We zullen hieruit enkele gedeelten weergeven, die  aansluiten bij het bovengenoemde en die de taken  van het waterschap wat duidelijker naar voren  brengen. 

In 1533 voerde de stadhouder van Karel V in  Friesland een grondige reorganisatie voor het  beheren van het waterschap. Men noemde dit het  Groot Arbitrament. 
In het begin van de 16e eeuw vonden  verscheidene dijkbreuken en overstromingen  plaats. Denk aan de stormvloedjaren 1530 en 1532  met ernstige schade aan de kusten.
Men ontwikkelde vanaf 1533 een drietal  waterschappen aan de Friese kust tussen Makkum  en Gaasterland. Tot 1860 werden die –contributies--  genoemd. Wonseradeels Zuider Zeedijken is het  waterschap waar men in Gaast mee te maken had.  Een vierde waterschap ontstond in 1624 na de  inpoldering van het Workumer Nieuwland.
Zaken waar het waterschap mee te maken had  waren: het bestuur, de dijkplicht, de rechtspraak en  het stemrecht. Het onderhoud van de zeedijk was een taak van  dorpen, steden en kloosters en elk waren ze belast  met één of meer dijkvakken. De overheid bepaalde  welke dijkvakken ten laste van die gebieden  zouden komen. Men noemde ze weldra – contributies- .
De werkzaamheden aan de dijk waren: aardwerk  en paalwerk, dus dijkverhogingen met aarde, maar  ook de steenbestortingen, zowel tegen de dijk als  de hoofden. Niet ieder kreeg dezelfde omslag, dit  werd bepaald door de windrichting en de  stromingen en evenredig met de grondbelasting  (floreen). Vanaf 1864 was de belasting gebaseerd  op het kadastraal inkomen. In 1885 kwam er een  allesomvattende omslag.
In speciale noodgevallen verleende de overheid  hulp aan de waterschappen. De financiële steun  werd steeds meer uitgebreid en in 1888 ontvingen  de waterschappen geregeld subsidies. De belangrijkste functionarissen waren de dijkgraaf  en de gedeputeerden. Later kreeg de overheid  meer zeggenschap. 

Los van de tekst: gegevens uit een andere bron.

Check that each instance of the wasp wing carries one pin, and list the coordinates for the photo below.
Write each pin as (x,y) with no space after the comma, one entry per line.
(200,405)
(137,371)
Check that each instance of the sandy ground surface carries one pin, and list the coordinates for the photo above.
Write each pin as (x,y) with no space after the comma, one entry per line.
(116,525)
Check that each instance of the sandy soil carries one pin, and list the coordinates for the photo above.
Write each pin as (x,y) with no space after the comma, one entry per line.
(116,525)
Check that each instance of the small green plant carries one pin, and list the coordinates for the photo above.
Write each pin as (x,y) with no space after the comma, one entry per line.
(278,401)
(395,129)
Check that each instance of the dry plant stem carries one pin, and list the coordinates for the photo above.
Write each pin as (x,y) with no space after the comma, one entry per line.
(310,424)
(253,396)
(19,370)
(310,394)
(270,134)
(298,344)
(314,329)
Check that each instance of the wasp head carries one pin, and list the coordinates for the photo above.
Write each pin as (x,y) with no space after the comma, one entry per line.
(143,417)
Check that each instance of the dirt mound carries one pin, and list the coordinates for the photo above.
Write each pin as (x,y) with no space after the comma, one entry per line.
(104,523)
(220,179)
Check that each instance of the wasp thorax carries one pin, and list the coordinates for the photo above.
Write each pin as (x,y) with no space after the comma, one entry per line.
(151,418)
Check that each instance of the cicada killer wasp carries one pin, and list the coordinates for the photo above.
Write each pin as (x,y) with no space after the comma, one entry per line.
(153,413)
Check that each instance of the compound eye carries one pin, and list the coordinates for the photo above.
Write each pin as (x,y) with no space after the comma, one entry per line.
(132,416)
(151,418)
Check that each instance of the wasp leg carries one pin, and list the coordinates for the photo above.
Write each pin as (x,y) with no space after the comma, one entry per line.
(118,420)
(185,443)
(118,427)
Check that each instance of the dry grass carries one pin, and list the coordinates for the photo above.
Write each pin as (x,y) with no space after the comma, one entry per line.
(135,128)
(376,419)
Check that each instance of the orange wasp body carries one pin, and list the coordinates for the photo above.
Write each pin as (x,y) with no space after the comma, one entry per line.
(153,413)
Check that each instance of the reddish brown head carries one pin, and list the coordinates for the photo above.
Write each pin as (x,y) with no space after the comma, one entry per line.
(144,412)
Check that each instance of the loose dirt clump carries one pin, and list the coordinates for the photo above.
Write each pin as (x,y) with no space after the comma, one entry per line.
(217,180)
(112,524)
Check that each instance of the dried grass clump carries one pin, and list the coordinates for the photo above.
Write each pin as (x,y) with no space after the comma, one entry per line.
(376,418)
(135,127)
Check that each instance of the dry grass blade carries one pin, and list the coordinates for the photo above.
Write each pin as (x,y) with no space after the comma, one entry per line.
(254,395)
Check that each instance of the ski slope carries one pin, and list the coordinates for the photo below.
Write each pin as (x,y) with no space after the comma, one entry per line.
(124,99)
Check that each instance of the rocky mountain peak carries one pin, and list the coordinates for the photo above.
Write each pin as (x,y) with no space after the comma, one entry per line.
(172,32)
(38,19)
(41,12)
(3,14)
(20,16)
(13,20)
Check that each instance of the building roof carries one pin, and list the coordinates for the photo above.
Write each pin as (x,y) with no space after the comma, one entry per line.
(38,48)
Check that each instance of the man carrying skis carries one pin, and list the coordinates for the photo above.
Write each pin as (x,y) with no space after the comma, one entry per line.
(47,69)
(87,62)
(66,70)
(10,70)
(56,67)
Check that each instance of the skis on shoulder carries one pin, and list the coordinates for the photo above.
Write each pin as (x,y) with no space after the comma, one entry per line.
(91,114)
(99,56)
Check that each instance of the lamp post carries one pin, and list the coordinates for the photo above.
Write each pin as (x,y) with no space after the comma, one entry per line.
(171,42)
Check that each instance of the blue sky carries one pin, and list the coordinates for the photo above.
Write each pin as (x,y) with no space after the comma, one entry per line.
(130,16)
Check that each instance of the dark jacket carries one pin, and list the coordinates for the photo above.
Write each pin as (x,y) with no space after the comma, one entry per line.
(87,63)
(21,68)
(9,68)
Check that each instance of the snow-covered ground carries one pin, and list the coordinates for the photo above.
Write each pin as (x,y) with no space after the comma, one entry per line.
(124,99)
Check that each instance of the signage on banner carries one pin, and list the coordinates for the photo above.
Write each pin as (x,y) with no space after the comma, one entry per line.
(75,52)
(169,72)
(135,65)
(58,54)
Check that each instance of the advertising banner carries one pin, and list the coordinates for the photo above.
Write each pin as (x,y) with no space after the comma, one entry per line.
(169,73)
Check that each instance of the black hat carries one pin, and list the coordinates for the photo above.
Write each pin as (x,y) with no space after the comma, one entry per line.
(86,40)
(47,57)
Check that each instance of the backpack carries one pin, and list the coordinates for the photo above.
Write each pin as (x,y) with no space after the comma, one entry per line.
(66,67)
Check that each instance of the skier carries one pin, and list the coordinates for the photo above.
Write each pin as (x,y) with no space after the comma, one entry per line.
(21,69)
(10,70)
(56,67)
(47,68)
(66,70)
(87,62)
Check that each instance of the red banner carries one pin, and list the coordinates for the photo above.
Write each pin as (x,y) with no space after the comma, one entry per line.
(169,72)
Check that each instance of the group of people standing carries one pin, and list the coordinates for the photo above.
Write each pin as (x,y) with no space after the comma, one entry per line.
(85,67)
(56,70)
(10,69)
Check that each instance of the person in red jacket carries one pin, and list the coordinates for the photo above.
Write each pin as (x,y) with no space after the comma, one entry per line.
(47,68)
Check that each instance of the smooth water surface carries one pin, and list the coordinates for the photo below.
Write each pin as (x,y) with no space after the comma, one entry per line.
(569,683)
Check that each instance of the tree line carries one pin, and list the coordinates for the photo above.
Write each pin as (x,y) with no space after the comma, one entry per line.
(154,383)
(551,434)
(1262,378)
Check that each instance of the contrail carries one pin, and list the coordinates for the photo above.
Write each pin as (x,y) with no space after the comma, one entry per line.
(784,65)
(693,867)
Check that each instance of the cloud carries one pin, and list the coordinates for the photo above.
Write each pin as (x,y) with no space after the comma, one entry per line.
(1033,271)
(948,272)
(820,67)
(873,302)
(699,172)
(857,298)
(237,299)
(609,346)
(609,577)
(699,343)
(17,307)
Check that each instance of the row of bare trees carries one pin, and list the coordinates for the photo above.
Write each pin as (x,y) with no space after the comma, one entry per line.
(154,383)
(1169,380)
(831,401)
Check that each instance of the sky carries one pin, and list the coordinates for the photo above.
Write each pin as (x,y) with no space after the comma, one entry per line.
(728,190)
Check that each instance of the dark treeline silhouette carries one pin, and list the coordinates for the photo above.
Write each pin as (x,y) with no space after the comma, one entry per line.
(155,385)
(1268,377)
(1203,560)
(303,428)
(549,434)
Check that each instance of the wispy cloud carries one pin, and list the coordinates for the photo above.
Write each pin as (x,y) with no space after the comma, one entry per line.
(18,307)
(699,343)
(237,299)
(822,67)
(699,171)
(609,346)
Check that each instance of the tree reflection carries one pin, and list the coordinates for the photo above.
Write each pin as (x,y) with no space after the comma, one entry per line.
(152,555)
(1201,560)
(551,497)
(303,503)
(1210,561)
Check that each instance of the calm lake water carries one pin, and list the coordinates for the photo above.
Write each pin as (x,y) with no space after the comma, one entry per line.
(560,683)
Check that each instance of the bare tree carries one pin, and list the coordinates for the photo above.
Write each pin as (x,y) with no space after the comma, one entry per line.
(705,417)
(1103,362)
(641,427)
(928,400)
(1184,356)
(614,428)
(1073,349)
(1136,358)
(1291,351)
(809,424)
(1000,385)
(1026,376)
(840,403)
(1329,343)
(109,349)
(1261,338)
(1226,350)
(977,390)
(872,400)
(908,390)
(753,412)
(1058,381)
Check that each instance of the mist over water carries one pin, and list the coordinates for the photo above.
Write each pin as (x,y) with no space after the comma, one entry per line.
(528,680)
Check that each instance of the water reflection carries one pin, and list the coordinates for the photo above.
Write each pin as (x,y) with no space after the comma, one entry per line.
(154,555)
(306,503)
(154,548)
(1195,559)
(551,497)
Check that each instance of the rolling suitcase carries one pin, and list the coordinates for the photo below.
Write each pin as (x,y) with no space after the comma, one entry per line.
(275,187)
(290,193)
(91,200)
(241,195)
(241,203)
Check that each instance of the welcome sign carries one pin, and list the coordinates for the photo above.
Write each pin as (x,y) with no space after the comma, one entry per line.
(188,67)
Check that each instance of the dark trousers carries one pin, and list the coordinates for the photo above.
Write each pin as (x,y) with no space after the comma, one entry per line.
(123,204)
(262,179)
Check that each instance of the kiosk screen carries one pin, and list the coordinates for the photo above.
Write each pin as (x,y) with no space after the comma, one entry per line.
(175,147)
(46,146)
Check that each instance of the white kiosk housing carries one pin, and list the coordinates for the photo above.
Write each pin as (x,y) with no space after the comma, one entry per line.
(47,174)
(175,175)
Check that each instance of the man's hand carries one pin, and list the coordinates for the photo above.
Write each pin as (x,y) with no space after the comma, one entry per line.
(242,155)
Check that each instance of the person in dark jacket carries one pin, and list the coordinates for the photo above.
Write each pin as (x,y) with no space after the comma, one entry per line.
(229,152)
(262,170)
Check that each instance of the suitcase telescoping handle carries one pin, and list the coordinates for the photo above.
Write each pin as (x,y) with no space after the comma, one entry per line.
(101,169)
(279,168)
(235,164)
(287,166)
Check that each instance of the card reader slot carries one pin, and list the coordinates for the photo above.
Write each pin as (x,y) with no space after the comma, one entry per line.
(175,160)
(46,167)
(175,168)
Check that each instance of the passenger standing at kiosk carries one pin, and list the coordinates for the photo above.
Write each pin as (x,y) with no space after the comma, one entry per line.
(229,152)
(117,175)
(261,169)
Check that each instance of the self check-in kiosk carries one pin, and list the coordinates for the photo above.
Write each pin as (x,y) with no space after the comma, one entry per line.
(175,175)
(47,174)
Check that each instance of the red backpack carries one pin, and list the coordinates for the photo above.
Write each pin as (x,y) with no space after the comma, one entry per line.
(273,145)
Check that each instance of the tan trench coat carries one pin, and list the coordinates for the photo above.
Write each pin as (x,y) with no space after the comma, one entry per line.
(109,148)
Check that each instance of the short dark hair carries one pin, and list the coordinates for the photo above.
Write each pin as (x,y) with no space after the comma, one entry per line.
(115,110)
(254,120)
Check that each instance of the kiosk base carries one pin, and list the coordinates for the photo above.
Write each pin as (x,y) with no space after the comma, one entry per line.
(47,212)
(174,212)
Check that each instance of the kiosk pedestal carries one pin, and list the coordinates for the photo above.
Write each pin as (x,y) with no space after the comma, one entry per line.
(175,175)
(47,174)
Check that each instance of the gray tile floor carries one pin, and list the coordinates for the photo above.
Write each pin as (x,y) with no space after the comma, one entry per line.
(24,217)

Door de afsluiting van de Zuiderzee in 1932 werd  de zeedijk een meerdijk en deze vergde veel  minder onderhoud. Door de waterschappen samen  te laten smelten kon het waterstaatsbeheer worden  vereenvoudigd. Vanaf 1938 werd dit dan ook  Westergo’s IJsselmeerdijken. 

De volgende bronnen zijn geraadpleegd:
• Het archief van Wetterskip Fryslân bij Tresoar.
• De Kadasterkaart van 1832, daarvoor  kan men ook bij Tresoar terecht.
• Een beschouwing van de dissertatie van  Obreen was op het internet te vinden.
• Voor de andere zaken en personen is  ook het internet geraadpleegd o.a Wikipedia.
• Het schilderij van Jacob Maris is gemaakt  onder invloed van de Haagse Schoool.